Run performance tests of the new DOM library
Open, MediumPublic

Description

@jlinehan's early tests indicate upto a 2x performance boost on tree building tests which is quite a good early result.

However, DOM libraries will be used in a wide variety of use patterns. Parsoid itself has the following usage profiles:

  • Tree building (one-time per pipeline)
  • Tree walking (very common)
  • Tree mutation (common)

Besides this, Parsoid has, over the years, run into pathological scenarios that led to O(N^2) performance degradation on trees with

  • large tables
  • large lists
  • mutation of DOM nodes with a large number of children

So, to get a reliable sense of how this library's performance, it is important to run a suite of performance tests that exercise the various modes.

Event Timeline

ssastry triaged this task as Medium priority.Dec 7 2020, 1:13 AM

I benchmarked Dodo integrated with Parsoid while parsing a realistic test case ([[Australia]] with local templates and no images), PHP 8.0.12 stock (no DOM patch).

BaselineDodo% difference
Time (s)5.28.7+69%
PHP memory (MB)124202+63%
Peak RSS (MB)182247+35%
GC time (s)0.22.3+940%

GC time is the percentage time spent in zend_gc_collect_cycles according to perf record, multiplied by the total time as measured without perf record.

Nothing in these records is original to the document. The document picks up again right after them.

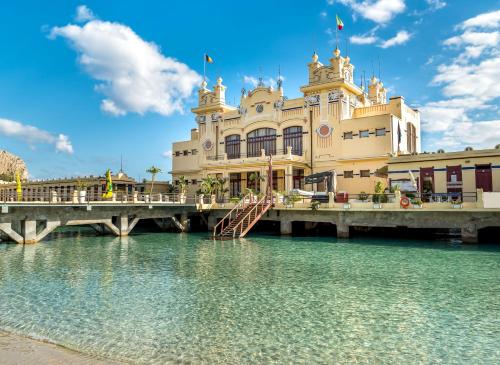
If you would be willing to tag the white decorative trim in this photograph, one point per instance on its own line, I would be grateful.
(322, 134)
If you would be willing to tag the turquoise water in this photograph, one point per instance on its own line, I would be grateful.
(169, 298)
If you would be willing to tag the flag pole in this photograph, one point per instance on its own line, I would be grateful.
(205, 67)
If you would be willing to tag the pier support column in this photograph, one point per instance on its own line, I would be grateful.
(122, 224)
(469, 234)
(185, 222)
(285, 227)
(342, 230)
(29, 231)
(212, 221)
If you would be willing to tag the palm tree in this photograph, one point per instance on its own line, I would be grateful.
(182, 184)
(153, 170)
(256, 178)
(209, 185)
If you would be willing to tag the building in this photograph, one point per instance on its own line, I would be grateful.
(335, 125)
(64, 188)
(443, 173)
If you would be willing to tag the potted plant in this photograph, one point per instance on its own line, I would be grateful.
(315, 205)
(182, 189)
(456, 204)
(82, 191)
(417, 203)
(379, 197)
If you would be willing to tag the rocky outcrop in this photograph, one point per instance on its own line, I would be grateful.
(9, 164)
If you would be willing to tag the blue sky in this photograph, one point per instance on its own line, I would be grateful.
(82, 83)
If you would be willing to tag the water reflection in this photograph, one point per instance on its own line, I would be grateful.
(171, 298)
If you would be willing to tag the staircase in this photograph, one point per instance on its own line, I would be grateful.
(242, 217)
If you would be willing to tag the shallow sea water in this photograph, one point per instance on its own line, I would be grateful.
(180, 299)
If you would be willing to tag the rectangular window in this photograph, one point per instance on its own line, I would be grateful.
(347, 135)
(364, 134)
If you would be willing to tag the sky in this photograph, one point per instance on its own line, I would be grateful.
(84, 85)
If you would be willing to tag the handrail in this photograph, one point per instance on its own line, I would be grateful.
(256, 207)
(240, 206)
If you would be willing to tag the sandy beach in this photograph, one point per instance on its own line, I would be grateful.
(17, 350)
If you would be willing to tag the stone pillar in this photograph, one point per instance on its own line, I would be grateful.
(29, 231)
(212, 221)
(288, 178)
(331, 200)
(185, 222)
(285, 227)
(469, 234)
(479, 201)
(342, 230)
(122, 224)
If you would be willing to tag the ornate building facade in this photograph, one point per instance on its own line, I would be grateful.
(335, 125)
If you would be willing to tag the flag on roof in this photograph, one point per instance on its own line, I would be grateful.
(340, 24)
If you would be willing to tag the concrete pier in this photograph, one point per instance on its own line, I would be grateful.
(468, 221)
(30, 223)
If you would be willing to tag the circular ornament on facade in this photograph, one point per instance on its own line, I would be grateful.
(208, 145)
(324, 130)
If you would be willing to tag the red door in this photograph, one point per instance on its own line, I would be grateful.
(426, 182)
(483, 177)
(454, 179)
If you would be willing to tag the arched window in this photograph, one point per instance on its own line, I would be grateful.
(232, 143)
(292, 136)
(261, 139)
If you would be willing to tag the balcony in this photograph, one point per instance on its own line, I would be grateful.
(280, 154)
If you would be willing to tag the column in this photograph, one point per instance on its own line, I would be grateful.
(288, 178)
(469, 233)
(122, 224)
(342, 230)
(285, 227)
(29, 231)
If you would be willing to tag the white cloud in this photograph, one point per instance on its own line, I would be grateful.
(63, 144)
(480, 134)
(435, 4)
(485, 20)
(471, 88)
(32, 135)
(84, 14)
(379, 11)
(133, 74)
(254, 81)
(400, 38)
(363, 39)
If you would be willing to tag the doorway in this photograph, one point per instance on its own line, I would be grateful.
(483, 177)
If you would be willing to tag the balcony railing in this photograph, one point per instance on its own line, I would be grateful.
(252, 155)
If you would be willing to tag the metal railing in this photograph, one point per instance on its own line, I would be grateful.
(256, 211)
(58, 197)
(253, 155)
(234, 213)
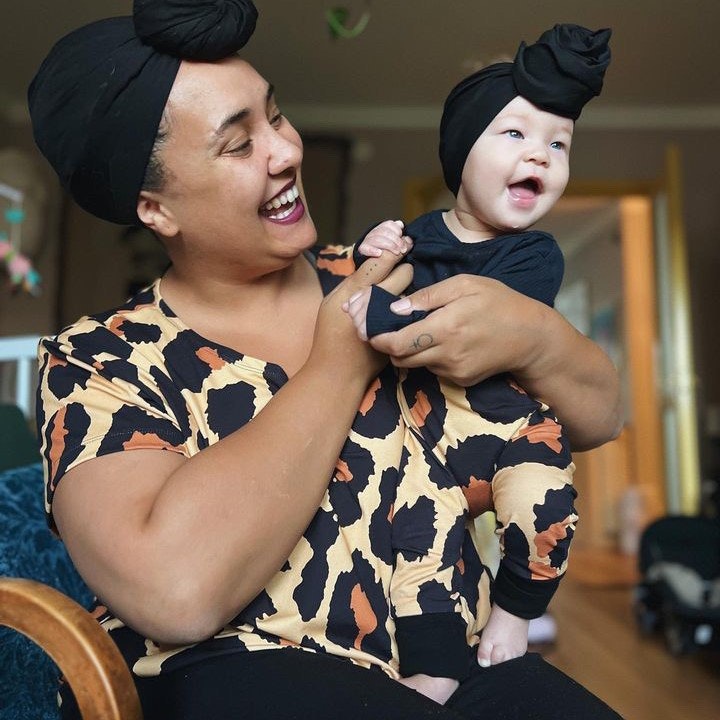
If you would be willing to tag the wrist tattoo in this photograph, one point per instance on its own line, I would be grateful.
(422, 341)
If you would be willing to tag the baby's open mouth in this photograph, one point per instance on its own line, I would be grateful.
(526, 189)
(282, 204)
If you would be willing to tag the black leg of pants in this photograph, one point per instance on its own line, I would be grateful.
(292, 684)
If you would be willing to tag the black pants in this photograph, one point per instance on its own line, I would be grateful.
(292, 684)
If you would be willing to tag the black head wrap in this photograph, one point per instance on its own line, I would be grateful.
(97, 100)
(561, 72)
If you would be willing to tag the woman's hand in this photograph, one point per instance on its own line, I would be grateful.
(504, 637)
(335, 334)
(480, 327)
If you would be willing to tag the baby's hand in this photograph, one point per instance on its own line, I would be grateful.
(437, 689)
(503, 638)
(385, 236)
(356, 306)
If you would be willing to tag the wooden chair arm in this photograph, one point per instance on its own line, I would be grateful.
(87, 657)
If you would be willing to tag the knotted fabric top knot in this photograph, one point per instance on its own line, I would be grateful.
(195, 29)
(98, 98)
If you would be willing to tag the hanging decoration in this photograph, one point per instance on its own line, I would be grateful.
(337, 19)
(19, 268)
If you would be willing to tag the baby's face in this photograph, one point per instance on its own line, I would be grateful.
(516, 170)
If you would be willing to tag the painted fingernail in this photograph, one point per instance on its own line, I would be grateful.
(401, 305)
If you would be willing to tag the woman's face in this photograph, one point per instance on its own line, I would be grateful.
(232, 163)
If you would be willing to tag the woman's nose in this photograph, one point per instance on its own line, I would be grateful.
(285, 152)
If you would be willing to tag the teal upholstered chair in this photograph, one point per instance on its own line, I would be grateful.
(43, 597)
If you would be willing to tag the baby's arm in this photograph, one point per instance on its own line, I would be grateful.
(389, 236)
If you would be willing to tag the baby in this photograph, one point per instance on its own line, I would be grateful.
(505, 140)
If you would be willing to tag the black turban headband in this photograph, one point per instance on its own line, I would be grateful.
(559, 73)
(98, 98)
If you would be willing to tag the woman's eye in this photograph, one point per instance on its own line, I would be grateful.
(239, 149)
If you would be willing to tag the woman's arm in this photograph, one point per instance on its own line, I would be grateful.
(178, 546)
(480, 327)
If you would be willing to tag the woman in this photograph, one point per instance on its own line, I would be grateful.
(232, 528)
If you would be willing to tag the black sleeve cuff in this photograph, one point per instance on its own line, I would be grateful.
(520, 596)
(433, 644)
(380, 318)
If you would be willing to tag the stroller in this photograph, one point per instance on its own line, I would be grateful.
(679, 590)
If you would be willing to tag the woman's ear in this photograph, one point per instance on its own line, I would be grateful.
(155, 215)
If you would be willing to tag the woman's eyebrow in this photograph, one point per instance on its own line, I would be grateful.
(238, 116)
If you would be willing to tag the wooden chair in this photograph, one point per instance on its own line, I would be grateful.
(86, 656)
(31, 561)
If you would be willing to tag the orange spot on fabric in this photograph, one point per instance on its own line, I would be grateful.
(540, 571)
(56, 362)
(516, 387)
(337, 266)
(342, 471)
(548, 432)
(478, 494)
(365, 618)
(546, 541)
(369, 399)
(210, 357)
(57, 443)
(147, 441)
(421, 409)
(115, 326)
(99, 611)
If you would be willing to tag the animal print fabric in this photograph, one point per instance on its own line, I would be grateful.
(137, 377)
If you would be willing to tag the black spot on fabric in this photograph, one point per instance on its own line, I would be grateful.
(135, 332)
(344, 493)
(186, 369)
(257, 609)
(174, 400)
(320, 534)
(414, 529)
(130, 419)
(419, 382)
(474, 457)
(76, 417)
(380, 530)
(383, 414)
(517, 551)
(497, 401)
(63, 379)
(433, 597)
(358, 599)
(274, 376)
(230, 408)
(99, 341)
(452, 549)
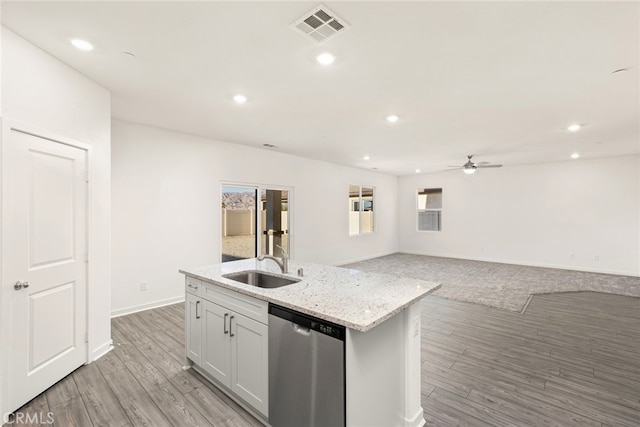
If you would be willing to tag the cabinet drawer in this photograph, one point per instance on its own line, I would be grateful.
(250, 307)
(193, 286)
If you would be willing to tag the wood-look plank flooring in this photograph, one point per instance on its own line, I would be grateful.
(570, 360)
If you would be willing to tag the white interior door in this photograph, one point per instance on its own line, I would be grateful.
(44, 258)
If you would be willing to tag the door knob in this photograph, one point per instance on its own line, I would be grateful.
(20, 284)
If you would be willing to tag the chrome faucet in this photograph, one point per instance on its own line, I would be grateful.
(283, 262)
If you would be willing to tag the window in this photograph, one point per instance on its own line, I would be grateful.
(360, 209)
(255, 221)
(430, 209)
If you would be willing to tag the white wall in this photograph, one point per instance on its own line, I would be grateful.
(534, 215)
(166, 208)
(41, 91)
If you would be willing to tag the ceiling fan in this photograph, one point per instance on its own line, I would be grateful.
(470, 166)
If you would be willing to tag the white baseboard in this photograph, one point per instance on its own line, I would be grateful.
(416, 421)
(526, 263)
(147, 306)
(105, 348)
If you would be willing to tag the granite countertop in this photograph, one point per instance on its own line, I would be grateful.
(352, 298)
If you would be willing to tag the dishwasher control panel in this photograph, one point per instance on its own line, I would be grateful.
(313, 323)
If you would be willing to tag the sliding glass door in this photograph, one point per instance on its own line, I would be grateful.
(255, 220)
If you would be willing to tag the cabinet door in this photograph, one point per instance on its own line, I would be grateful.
(249, 361)
(193, 314)
(216, 354)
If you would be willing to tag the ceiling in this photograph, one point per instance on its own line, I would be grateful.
(501, 80)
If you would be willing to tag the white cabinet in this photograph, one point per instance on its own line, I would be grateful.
(193, 313)
(227, 338)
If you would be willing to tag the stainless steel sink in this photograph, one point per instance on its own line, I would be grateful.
(260, 279)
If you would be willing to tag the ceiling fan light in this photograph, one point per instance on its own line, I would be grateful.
(469, 170)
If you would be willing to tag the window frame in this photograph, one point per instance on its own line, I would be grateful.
(426, 191)
(360, 203)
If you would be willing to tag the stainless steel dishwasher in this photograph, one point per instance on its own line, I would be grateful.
(306, 370)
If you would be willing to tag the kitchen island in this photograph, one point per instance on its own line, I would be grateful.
(380, 313)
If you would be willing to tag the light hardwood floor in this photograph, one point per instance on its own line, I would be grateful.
(570, 360)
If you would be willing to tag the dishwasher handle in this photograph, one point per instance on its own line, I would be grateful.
(304, 324)
(301, 329)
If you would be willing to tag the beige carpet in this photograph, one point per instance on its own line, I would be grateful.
(503, 286)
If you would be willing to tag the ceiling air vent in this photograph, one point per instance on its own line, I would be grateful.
(320, 24)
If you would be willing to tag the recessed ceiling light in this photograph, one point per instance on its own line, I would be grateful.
(81, 45)
(325, 58)
(240, 99)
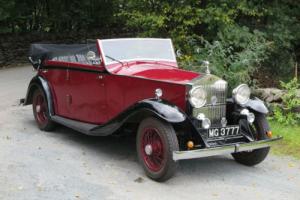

The increase in time spent in the garbage collector accounts for about 66% of the time overhead of switching to Dodo. Measures like inlining method calls, removing assertions and optimising case folding would go some way to addressing the remaining 34%.

The measurements for Dodo included a couple of minor patches addressing low-hanging fruit: in Element::getNodeName() I inlined getPrefix() and getLocalName() and commented out the case folding.

The increase in memory usage can be explained by looking at the data structures. A Dodo Element has 13 properties, for a minimum memory usage of 13*sizeof(zval)+sizeof(zend_object) = 264 bytes, not including strings. Dodo Attribute nodes also have 13 properties and so are about the same size. Compare that to libxml2: sizeof(xmlNode) = 120, sizeof(xmlAttr) = 96. So we can expect a Dodo DOM to use approximately twice as much memory as a libxml2 DOM.

What is sizeof(zval) and sizeof(zend_object)? And for a proper comparison the libxml2 numbers should probably also include a sizeof(zend_object) or sizeof(zval) or two because they require a PHP wrapper object. Granted, those wrappers are gc'ed aggressively, so probably a wrapper isn't present for every node, just "live" nodes in the tree.

There are some straightforward optimizations to reduce the number of properties (and the number of strings). Assuming sizeof(zval)=16 and sizeof(zend_object)=56, it seems we'd need the typical Dodo node to have just 4 properties and similar for a typical attribute. That's not impossible: parent/document/next/prev for Nodes (erk, we'd have to add one for the Attribute list for Elements), and name/value/ownerElement for non-namespaced Attributes. A bunch of stuff which is used rarely can either be added as a dynamic property or as a weak map in the document. Hm. (Shrinking the sizeof(zval) would help a lot, too, that's a lot of wasted space.)